[Ubuntu] [Qgis-developer] Could ubuntugis PPA be a recommended repository for QGIS 2.0 on Ubuntu ?

Hamish hamish_b at yahoo.com
Mon May 6 13:59:32 PDT 2013


Ivan wrote:
> > Ubuntu distribution packages stick with 1.7 version which is
> > obsolete.

Alex:
> That's a function of inheriting official packages from
> upstream Debian. 

which is a function of nobody providing the Debian packages
there..

> Get newer versions into Debian and it trickles down.

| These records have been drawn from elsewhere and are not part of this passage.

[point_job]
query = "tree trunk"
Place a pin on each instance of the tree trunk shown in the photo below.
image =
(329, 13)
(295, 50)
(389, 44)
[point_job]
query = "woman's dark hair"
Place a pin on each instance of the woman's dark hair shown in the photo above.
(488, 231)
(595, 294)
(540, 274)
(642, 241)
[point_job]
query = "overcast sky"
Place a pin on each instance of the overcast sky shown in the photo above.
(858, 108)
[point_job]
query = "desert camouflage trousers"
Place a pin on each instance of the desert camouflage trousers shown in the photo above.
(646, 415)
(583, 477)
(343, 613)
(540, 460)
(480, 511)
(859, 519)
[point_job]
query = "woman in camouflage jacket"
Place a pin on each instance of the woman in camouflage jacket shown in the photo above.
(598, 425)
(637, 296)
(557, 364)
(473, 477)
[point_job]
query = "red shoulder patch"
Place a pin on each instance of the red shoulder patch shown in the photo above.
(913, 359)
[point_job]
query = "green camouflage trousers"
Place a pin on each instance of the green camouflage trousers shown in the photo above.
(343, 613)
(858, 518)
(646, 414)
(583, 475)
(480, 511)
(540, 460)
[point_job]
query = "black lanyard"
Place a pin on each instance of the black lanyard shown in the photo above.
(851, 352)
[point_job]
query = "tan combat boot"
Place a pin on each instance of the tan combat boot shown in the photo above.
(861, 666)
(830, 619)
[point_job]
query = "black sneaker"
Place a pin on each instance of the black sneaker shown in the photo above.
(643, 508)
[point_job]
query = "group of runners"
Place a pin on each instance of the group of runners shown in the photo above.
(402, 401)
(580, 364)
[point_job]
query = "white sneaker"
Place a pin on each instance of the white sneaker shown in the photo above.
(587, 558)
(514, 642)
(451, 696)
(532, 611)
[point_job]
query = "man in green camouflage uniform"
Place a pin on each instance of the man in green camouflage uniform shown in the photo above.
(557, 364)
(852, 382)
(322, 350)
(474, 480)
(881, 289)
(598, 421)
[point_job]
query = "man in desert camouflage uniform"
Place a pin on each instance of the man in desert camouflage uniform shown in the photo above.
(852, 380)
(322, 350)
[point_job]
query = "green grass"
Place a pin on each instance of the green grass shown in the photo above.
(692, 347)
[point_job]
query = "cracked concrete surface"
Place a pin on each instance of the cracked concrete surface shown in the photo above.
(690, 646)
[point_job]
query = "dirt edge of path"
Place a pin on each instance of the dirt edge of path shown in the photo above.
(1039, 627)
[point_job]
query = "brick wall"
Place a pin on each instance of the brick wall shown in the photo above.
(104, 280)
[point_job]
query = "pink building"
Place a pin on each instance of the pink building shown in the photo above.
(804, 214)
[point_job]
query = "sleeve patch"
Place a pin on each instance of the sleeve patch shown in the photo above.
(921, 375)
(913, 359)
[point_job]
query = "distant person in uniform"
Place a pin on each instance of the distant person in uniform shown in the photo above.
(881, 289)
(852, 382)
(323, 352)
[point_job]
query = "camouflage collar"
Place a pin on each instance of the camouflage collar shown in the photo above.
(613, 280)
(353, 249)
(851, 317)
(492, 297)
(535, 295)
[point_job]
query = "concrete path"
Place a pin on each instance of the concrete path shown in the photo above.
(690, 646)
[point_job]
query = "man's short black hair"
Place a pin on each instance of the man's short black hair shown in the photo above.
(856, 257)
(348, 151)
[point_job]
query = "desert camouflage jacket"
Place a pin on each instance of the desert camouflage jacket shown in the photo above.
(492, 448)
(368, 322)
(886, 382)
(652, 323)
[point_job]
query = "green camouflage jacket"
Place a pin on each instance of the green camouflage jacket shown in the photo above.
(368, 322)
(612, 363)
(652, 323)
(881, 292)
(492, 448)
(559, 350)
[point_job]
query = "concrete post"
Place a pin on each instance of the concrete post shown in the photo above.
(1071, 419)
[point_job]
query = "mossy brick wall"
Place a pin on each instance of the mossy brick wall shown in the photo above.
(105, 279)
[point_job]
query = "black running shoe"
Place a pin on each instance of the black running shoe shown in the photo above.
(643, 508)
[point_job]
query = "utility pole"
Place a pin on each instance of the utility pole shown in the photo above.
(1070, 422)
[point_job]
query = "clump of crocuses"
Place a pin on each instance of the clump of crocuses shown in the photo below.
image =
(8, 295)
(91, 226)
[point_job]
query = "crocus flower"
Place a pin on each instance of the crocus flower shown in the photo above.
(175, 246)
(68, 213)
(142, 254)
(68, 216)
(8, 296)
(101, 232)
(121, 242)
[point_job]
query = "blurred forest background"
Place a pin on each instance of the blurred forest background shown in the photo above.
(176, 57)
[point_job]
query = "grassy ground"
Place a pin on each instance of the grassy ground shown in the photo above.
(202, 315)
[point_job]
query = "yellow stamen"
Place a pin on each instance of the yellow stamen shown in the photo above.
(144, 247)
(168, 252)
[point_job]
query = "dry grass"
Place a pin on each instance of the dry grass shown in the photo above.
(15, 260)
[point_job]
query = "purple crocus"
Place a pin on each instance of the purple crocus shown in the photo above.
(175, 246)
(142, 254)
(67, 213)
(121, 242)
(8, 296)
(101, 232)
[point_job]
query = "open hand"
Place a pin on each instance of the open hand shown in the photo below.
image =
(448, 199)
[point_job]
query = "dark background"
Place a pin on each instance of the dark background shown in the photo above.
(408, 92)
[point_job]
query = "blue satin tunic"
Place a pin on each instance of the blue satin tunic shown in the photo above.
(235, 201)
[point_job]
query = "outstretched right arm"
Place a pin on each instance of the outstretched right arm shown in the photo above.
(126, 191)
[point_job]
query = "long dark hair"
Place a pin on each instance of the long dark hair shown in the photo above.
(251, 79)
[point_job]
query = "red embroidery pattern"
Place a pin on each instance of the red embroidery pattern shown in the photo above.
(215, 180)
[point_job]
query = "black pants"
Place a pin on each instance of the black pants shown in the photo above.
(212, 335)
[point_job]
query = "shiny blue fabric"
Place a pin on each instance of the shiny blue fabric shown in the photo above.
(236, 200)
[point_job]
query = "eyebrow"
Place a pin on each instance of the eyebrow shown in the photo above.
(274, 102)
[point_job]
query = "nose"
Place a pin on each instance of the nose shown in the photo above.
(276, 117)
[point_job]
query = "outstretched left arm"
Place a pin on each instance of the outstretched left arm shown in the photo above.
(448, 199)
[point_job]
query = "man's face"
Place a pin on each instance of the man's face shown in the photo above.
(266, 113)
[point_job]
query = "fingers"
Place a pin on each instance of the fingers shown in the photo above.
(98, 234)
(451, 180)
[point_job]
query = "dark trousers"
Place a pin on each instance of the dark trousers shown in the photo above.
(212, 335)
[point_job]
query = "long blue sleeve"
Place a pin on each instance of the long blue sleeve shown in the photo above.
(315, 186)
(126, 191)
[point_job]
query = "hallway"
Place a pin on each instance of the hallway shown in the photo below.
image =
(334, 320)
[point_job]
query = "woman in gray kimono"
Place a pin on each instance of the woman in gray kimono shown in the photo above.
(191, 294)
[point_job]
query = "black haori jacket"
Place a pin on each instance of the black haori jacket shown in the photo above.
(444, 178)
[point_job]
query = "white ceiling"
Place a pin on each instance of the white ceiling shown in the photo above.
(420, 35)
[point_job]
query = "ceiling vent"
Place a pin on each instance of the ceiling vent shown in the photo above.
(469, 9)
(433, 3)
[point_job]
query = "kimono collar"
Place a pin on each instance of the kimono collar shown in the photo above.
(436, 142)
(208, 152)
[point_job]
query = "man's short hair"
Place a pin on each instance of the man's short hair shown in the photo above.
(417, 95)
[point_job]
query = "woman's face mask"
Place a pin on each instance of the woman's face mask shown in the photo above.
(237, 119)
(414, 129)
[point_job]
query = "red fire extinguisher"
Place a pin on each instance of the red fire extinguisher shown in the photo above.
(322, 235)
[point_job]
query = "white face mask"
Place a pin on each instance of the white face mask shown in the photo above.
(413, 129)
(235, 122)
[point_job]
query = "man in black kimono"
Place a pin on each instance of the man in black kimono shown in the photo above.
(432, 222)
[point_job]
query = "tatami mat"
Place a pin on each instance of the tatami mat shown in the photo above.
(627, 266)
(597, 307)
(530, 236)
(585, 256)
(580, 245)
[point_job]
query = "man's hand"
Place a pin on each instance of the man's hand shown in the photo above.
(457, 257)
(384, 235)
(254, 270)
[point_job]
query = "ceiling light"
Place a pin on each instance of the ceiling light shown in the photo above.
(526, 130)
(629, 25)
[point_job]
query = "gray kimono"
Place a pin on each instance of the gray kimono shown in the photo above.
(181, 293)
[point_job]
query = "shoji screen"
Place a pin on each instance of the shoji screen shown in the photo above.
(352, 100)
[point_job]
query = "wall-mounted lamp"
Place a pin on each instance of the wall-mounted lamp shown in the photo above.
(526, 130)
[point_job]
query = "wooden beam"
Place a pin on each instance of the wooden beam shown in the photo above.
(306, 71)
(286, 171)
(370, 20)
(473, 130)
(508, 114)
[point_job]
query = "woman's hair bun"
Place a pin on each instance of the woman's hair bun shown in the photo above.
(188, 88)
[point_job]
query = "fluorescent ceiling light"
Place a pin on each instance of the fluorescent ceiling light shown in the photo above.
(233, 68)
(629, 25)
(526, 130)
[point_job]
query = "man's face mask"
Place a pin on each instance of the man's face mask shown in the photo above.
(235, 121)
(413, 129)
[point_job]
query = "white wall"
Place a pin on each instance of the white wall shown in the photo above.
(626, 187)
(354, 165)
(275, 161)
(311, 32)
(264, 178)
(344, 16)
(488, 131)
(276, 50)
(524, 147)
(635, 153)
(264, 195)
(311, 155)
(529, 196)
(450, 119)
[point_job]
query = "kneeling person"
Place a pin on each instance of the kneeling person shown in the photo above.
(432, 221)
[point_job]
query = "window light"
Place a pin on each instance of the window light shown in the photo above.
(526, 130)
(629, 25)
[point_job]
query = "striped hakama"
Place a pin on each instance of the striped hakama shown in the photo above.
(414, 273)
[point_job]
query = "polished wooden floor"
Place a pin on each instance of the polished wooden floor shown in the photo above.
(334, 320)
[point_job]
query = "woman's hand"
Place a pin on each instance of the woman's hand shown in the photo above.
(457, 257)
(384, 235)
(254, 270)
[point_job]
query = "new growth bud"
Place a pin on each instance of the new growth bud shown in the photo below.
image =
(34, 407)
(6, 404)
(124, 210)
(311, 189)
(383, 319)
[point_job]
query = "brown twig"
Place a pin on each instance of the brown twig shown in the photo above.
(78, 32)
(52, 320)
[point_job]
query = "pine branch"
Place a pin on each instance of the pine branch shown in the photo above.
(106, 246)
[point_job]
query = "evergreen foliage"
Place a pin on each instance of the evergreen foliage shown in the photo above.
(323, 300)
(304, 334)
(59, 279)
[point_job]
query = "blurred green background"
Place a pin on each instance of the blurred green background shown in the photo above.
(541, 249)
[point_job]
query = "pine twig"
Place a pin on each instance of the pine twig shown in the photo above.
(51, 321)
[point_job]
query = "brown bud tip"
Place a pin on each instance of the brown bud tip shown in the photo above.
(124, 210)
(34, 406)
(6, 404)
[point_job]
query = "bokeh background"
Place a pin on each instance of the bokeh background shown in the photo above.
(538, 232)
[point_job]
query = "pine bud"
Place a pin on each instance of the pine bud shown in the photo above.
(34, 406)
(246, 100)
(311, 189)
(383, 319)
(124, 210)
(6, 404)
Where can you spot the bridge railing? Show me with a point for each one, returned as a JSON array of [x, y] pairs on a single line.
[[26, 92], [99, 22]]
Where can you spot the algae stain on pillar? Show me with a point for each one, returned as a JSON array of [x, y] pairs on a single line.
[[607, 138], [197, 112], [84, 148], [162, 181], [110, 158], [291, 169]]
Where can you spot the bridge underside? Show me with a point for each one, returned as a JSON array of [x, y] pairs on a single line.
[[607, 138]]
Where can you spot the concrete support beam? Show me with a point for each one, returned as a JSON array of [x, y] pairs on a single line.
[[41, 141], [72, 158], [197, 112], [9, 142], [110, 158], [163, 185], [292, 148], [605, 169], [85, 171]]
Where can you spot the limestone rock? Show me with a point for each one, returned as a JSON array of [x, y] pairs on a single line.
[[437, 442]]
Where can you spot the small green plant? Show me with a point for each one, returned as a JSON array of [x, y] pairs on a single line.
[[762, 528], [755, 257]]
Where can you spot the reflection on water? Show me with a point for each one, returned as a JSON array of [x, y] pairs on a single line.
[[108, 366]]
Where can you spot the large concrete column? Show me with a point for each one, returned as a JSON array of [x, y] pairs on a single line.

which is a function of some of _us_ stepping up to help.
the situation with qgis in debian has been the same for years.
:-(


> Unless it's an error in the DebianGIS version which we pull
> from their git repo. I need to go looking for where to report
> those besides mailing list and IRC.

if you need something sync'd in the DebianGIS side of things,
let me know, &/or ping the DebianGIS mailing list. Frankie is
usually on IRC too.


> >> Yes, that would be nice to know - I only upload to ubuntugis-unstable ;)
> 
> That is the correct place. Sadly the naming convention borrowed from 
> Debian causes nothing but confusion.

many of you already know this well, but since there is divergence here
I thought to explain the Debian convention anyway for those that don't,

> Testing - where to put stuff when you're not sure if it will work.

in the Debian world that's the "experimental" branch, not "testing".
"testing" is automatically populated from unstable pkgs a fixed amount
of time after it has been uploaded, with no (or at least fewer) bugs vs.
the last version, and no other dependency conflicts.

> Unstable - where you put stuff you want people to use.

in the Debian world it's simply where new & untested packages get
uploaded. I would not recommend for a new user to use Debian's
unstable branch unless they knew enough to dig themselves out of
trouble. (it's called "sid" [from Toy Story] for a reason, 'cause it
breaks stuff)

> Stable - where we move things to from Unstable when a newer
> version is staged to go into unstable, so that if you want to stick to
> the older  one you can by switching to stable. Or if you need to get
> the older version or older deps for some reason (regressions).

in the Debian world "stable" simply the "testing" branch after some time
(often ~6 months) of new version freeze, which then gets blessed with
a version number. Similar to Ubuntu LTS release cycles, often ~18 months
between versions.

The last Debian/stable was released two days ago, and so as of now
the unstable branch is finally unfrozen for new packages. It's sad that
1.8.0 is not in it, but there's no magic pool of people to do it for us.